Single by Meat Loaf
- Released: 1999
- Genre: Rock
- Label: Virgin & Sony Music TV
- Songwriters: Jim Steinman and Don Black
- Producer: Russ Titelman

Meat Loaf singles chronology
| "A Kiss Is a Terrible Thing to Waste" (1998) | "Is Nothing Sacred" (1999) | "Did I Say That?" (2003) |

= Is Nothing Sacred =

"Is Nothing Sacred" is a song written by Jim Steinman and Don Black. Jim Steinman composed the music while Don Black wrote the lyrics to this ballad. The song was originally recorded for the 1995 album Welcome to the Neighbourhood.

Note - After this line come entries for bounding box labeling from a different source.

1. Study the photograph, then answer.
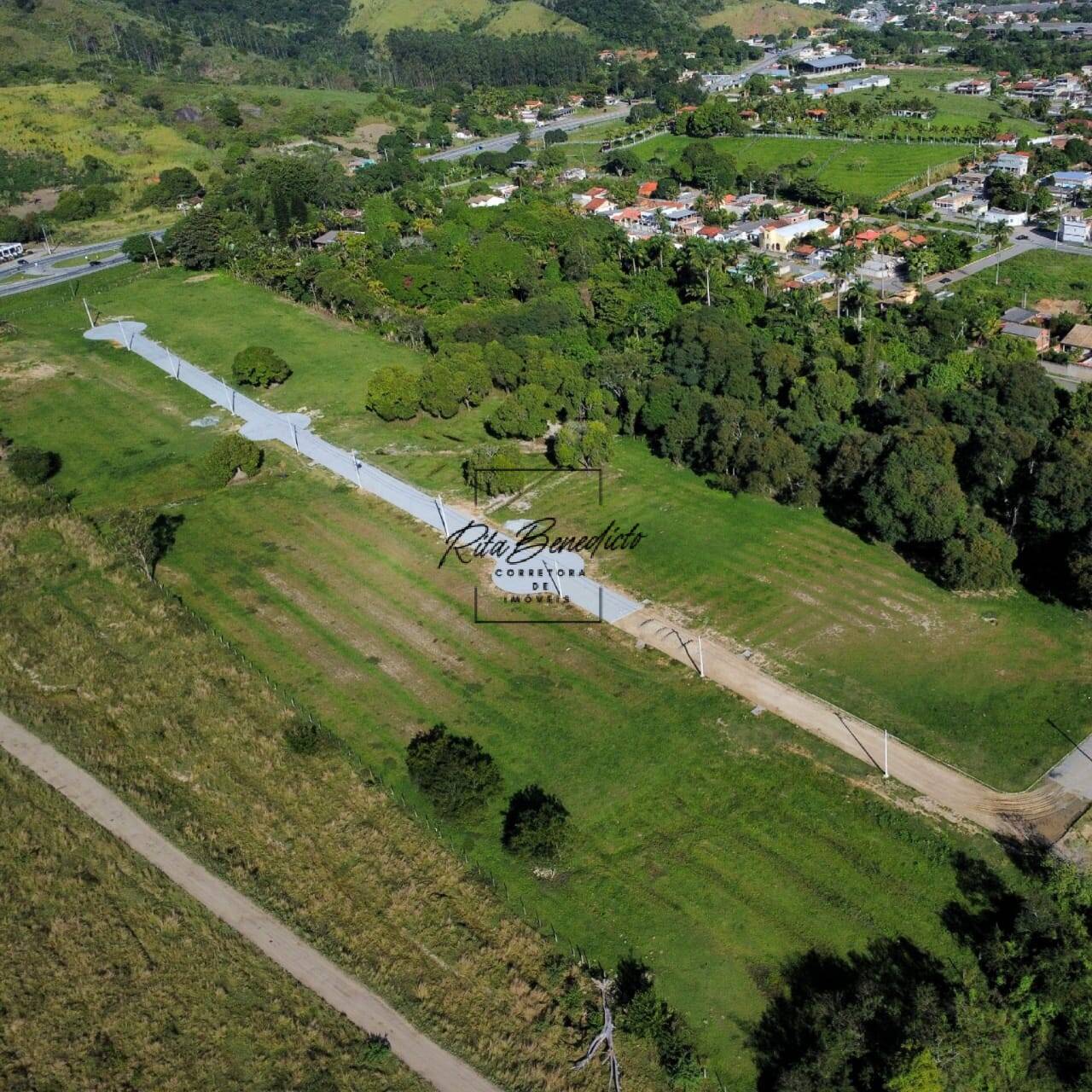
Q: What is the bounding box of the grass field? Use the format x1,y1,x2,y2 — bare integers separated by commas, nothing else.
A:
825,67,1046,136
0,274,1022,1089
0,751,426,1092
698,0,839,38
635,134,962,198
0,266,1092,788
956,250,1092,311
0,473,659,1092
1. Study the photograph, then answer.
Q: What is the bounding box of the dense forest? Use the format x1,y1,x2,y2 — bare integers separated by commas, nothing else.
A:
131,142,1092,605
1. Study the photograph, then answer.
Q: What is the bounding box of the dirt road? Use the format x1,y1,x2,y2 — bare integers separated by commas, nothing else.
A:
0,713,499,1092
615,611,1092,842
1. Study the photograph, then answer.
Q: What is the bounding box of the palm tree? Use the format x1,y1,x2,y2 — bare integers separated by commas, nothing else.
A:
990,224,1013,250
744,253,777,299
845,276,876,330
827,247,861,319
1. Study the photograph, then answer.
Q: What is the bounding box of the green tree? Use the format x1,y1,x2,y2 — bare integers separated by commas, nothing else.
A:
488,383,550,440
231,345,292,386
367,363,421,421
201,433,262,486
500,785,569,861
406,724,500,816
98,508,177,580
463,440,531,497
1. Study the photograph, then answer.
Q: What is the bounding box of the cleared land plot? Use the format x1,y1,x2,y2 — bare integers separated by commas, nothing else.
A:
502,441,1092,789
0,473,654,1092
635,136,963,198
0,267,1092,789
0,751,426,1092
698,0,825,38
0,318,1013,1088
956,243,1092,309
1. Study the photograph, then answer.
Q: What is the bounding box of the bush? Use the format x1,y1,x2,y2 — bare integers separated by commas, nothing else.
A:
284,717,322,754
231,345,292,386
406,724,500,815
8,448,61,485
201,433,262,486
500,785,569,859
368,363,421,421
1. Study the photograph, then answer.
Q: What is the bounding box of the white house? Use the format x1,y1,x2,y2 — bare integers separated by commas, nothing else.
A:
1061,213,1089,246
990,152,1031,178
762,219,836,253
979,208,1027,227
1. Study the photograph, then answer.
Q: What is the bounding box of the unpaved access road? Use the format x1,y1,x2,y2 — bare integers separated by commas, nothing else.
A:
84,321,1092,843
0,713,500,1092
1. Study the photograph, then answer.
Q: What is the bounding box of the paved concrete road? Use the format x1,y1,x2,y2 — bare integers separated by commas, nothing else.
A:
0,229,163,298
84,322,1092,842
0,713,499,1092
421,106,629,161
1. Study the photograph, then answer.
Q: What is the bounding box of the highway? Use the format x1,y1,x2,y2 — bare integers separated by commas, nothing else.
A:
0,229,163,298
421,104,629,161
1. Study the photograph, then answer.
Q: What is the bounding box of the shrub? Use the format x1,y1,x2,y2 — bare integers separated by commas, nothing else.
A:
8,448,61,485
406,724,500,815
231,345,292,386
284,717,322,754
500,785,569,858
368,363,421,421
463,440,531,497
202,433,262,486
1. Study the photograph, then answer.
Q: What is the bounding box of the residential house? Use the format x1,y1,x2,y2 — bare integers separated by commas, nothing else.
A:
1061,322,1092,359
1050,171,1092,190
932,190,974,212
762,218,839,253
990,152,1031,178
979,208,1027,227
584,198,618,216
797,54,865,75
1061,212,1089,247
1002,322,1050,352
944,79,990,95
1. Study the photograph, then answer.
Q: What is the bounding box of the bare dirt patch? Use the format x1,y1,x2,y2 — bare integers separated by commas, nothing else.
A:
8,186,61,216
1035,297,1088,317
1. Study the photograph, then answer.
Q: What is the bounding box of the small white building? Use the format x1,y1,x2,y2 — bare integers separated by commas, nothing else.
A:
979,208,1027,227
1061,213,1089,247
990,152,1031,178
762,219,836,253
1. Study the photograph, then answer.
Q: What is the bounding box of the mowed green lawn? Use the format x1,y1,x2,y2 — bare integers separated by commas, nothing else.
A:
9,267,1092,789
502,440,1092,789
0,305,997,1089
633,134,964,198
0,755,428,1092
956,250,1092,311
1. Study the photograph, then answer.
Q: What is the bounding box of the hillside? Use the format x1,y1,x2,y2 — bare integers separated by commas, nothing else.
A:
348,0,586,38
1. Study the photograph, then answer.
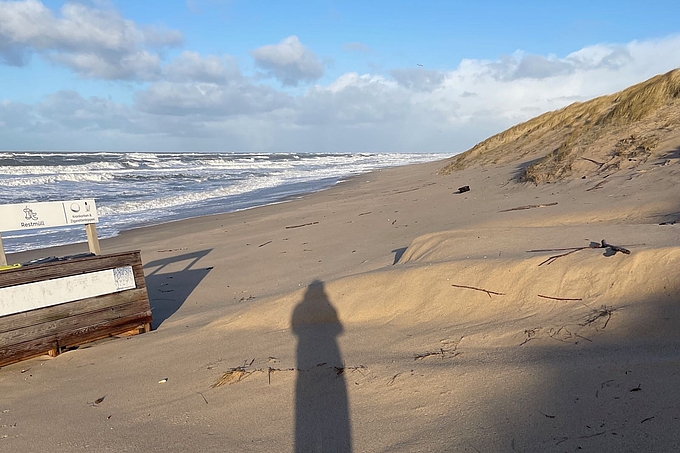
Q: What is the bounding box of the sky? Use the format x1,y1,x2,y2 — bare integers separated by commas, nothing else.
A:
0,0,680,154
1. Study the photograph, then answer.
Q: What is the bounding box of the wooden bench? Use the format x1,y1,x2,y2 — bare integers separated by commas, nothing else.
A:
0,200,152,366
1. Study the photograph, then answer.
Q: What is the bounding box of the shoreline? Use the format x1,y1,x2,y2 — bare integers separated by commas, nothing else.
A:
0,156,680,452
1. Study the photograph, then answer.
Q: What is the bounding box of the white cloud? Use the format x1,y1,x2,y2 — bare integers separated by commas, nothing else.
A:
0,0,182,80
250,36,324,86
165,51,242,84
0,31,680,153
342,42,373,53
135,82,291,118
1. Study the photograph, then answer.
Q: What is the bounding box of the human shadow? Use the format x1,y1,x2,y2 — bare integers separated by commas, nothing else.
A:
291,280,352,453
144,250,212,328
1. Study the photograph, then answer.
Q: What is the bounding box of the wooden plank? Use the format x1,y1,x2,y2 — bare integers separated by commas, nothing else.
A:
0,250,143,288
0,316,150,367
85,223,102,255
0,250,152,366
0,288,148,334
0,234,7,266
0,300,151,347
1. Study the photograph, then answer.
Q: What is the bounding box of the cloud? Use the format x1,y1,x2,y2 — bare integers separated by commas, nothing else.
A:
250,36,324,86
134,82,292,118
486,45,632,81
342,42,373,53
0,31,680,154
0,0,182,80
165,51,243,84
390,68,446,91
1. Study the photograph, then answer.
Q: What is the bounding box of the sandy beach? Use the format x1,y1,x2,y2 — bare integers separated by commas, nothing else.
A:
0,73,680,452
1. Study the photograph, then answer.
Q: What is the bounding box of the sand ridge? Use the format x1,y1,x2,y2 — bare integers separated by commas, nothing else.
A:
0,72,680,452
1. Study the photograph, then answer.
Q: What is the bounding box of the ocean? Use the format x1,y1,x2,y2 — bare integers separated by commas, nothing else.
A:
0,151,440,253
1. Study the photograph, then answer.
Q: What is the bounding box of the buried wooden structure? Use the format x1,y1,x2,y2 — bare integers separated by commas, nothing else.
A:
0,251,151,366
0,199,152,367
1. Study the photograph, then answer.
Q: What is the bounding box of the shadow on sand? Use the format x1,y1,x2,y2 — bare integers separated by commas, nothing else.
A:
291,281,352,453
144,250,210,329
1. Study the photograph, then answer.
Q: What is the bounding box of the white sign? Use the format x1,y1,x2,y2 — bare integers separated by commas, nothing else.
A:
0,266,136,316
0,199,99,232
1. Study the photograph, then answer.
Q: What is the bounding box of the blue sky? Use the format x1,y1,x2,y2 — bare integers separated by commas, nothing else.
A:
0,0,680,154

A longer version was included on the 1998 album The Very Best of Meat Loaf, with lead vocals by Meat Loaf. It was re-recorded as a duet featuring Patti Russo for its single release in 1999. The duet debuted at #15 on the UK charts. The duet is also featured as a bonus track on the VH1: Storytellers album. Meat Loaf and Patti Russo performed this song nightly on The Very Best Of tour. The music video for the single was released in April 1999 and featured Meat Loaf and Patti Russo performing with an orchestra.

Russell Watson has released a cover of the song. Celine Dion, Karine Hannah, and Rob Evan as part of The Dream Engine have all provided lead vocals for unreleased recordings of this song.